EXAMPLE: Here is are some examples from my (Jeff’s) life: When earning my undergraduate degree (BS in Mathematics), I had a bunch of rules for myself when signing up for classes. First, I did everything in my power not to take more than 2 STEM classes in a single quarter. When I did take two STEM classes, I worked with my academic counselor to plan my third class to be academically light. This might be taking a GE class for pass/not-pass or taking athletic classes that required little academic work outside of class. In my undergraduate life, there was one quarter that I took three STEM classes, one of which was graduate-level. That quarter was extremely busy and I had to cut back on extracurricular activities to achieve my desired grades in those courses. I also set a hard limit of no more than 13 quarter-units each academic term. This required careful planning and a bunch of work on scholarships to help afford tuition, housing, and food. I also did take two summer classes to distribute my course load. When I took summer classes, I would only take one class per summer session since summer classes at UCSB happened on an accelerated time scale (5 weeks instead of 10 weeks). There were at least three quarters that I took more than 13 units and one quarter where I took 16 units. Those quarters, I planned ahead to spend a lot more time studying. I also made sure to build in extra trips to office hours and completely eliminated some extracurricular activities from my life. I also had to cut back on socializing. Knowing that those quarters were going to be rough, I made sure that the next quarter was much lighter so that I could find balance again after I finished final exams.

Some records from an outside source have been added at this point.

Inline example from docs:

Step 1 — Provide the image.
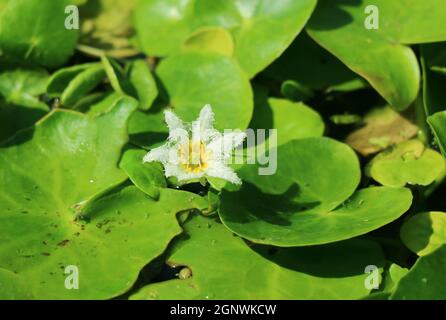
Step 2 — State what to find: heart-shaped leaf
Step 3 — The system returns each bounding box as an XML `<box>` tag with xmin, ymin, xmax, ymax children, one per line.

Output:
<box><xmin>265</xmin><ymin>32</ymin><xmax>364</xmax><ymax>91</ymax></box>
<box><xmin>0</xmin><ymin>59</ymin><xmax>48</xmax><ymax>109</ymax></box>
<box><xmin>400</xmin><ymin>211</ymin><xmax>446</xmax><ymax>256</ymax></box>
<box><xmin>135</xmin><ymin>0</ymin><xmax>316</xmax><ymax>77</ymax></box>
<box><xmin>307</xmin><ymin>0</ymin><xmax>446</xmax><ymax>110</ymax></box>
<box><xmin>183</xmin><ymin>27</ymin><xmax>234</xmax><ymax>57</ymax></box>
<box><xmin>129</xmin><ymin>52</ymin><xmax>254</xmax><ymax>147</ymax></box>
<box><xmin>46</xmin><ymin>62</ymin><xmax>101</xmax><ymax>97</ymax></box>
<box><xmin>119</xmin><ymin>149</ymin><xmax>167</xmax><ymax>199</ymax></box>
<box><xmin>346</xmin><ymin>106</ymin><xmax>419</xmax><ymax>156</ymax></box>
<box><xmin>127</xmin><ymin>60</ymin><xmax>158</xmax><ymax>110</ymax></box>
<box><xmin>0</xmin><ymin>0</ymin><xmax>79</xmax><ymax>68</ymax></box>
<box><xmin>390</xmin><ymin>245</ymin><xmax>446</xmax><ymax>300</ymax></box>
<box><xmin>249</xmin><ymin>97</ymin><xmax>325</xmax><ymax>145</ymax></box>
<box><xmin>0</xmin><ymin>186</ymin><xmax>205</xmax><ymax>299</ymax></box>
<box><xmin>78</xmin><ymin>0</ymin><xmax>139</xmax><ymax>58</ymax></box>
<box><xmin>427</xmin><ymin>111</ymin><xmax>446</xmax><ymax>156</ymax></box>
<box><xmin>421</xmin><ymin>42</ymin><xmax>446</xmax><ymax>115</ymax></box>
<box><xmin>0</xmin><ymin>98</ymin><xmax>207</xmax><ymax>299</ymax></box>
<box><xmin>131</xmin><ymin>217</ymin><xmax>384</xmax><ymax>300</ymax></box>
<box><xmin>219</xmin><ymin>138</ymin><xmax>412</xmax><ymax>247</ymax></box>
<box><xmin>0</xmin><ymin>100</ymin><xmax>49</xmax><ymax>142</ymax></box>
<box><xmin>60</xmin><ymin>66</ymin><xmax>105</xmax><ymax>108</ymax></box>
<box><xmin>367</xmin><ymin>140</ymin><xmax>445</xmax><ymax>187</ymax></box>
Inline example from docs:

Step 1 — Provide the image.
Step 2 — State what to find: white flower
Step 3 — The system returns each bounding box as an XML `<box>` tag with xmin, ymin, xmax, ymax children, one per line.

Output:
<box><xmin>143</xmin><ymin>105</ymin><xmax>246</xmax><ymax>184</ymax></box>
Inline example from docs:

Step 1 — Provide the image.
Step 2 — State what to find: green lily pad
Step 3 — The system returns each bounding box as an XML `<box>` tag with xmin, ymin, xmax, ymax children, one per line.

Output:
<box><xmin>119</xmin><ymin>149</ymin><xmax>167</xmax><ymax>199</ymax></box>
<box><xmin>129</xmin><ymin>52</ymin><xmax>254</xmax><ymax>148</ymax></box>
<box><xmin>390</xmin><ymin>245</ymin><xmax>446</xmax><ymax>300</ymax></box>
<box><xmin>346</xmin><ymin>106</ymin><xmax>419</xmax><ymax>156</ymax></box>
<box><xmin>366</xmin><ymin>140</ymin><xmax>445</xmax><ymax>187</ymax></box>
<box><xmin>265</xmin><ymin>32</ymin><xmax>364</xmax><ymax>91</ymax></box>
<box><xmin>0</xmin><ymin>59</ymin><xmax>48</xmax><ymax>109</ymax></box>
<box><xmin>0</xmin><ymin>100</ymin><xmax>49</xmax><ymax>142</ymax></box>
<box><xmin>249</xmin><ymin>97</ymin><xmax>325</xmax><ymax>145</ymax></box>
<box><xmin>400</xmin><ymin>211</ymin><xmax>446</xmax><ymax>256</ymax></box>
<box><xmin>0</xmin><ymin>186</ymin><xmax>206</xmax><ymax>299</ymax></box>
<box><xmin>219</xmin><ymin>138</ymin><xmax>412</xmax><ymax>247</ymax></box>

In graduate school, life got crazy. During my course work, I allowed myself to take three STEM classes each quarter and increased my commitment to earning scholarships, fellowships, and grants. During that time, it was common that I worked 60 – 70 hour weeks. There were a few times that I worked 90 hour weeks which was brutal. During the 90-hour weeks, I would do math or write code all day (using 2 and a half 90-10-90-60-90-10-90-120 study cycles in a single day). Then, I ride home, sleep, wake up and do this over again. That is not sustainable for the long run but got me through finals weeks during the first two years of my graduate program. During that time, I was also judicious about the types of extracurricular activities I engaged in. Graduate school required a way-more-intense lifestyle that is not realistic nor fun for most undergraduate students. However, at that point in my life, I was ready for the challenge and enjoyed my time in graduate school immensely. Moreover, I was getting paid to be a student by that point so that 100% of my tuition, housing, and food were paid for by scholarships, internships, and work-study programs. Part of my motivation to help you learn to conquer college is so that you can get paid to learn what you want and to develop skills to launch a career that you love.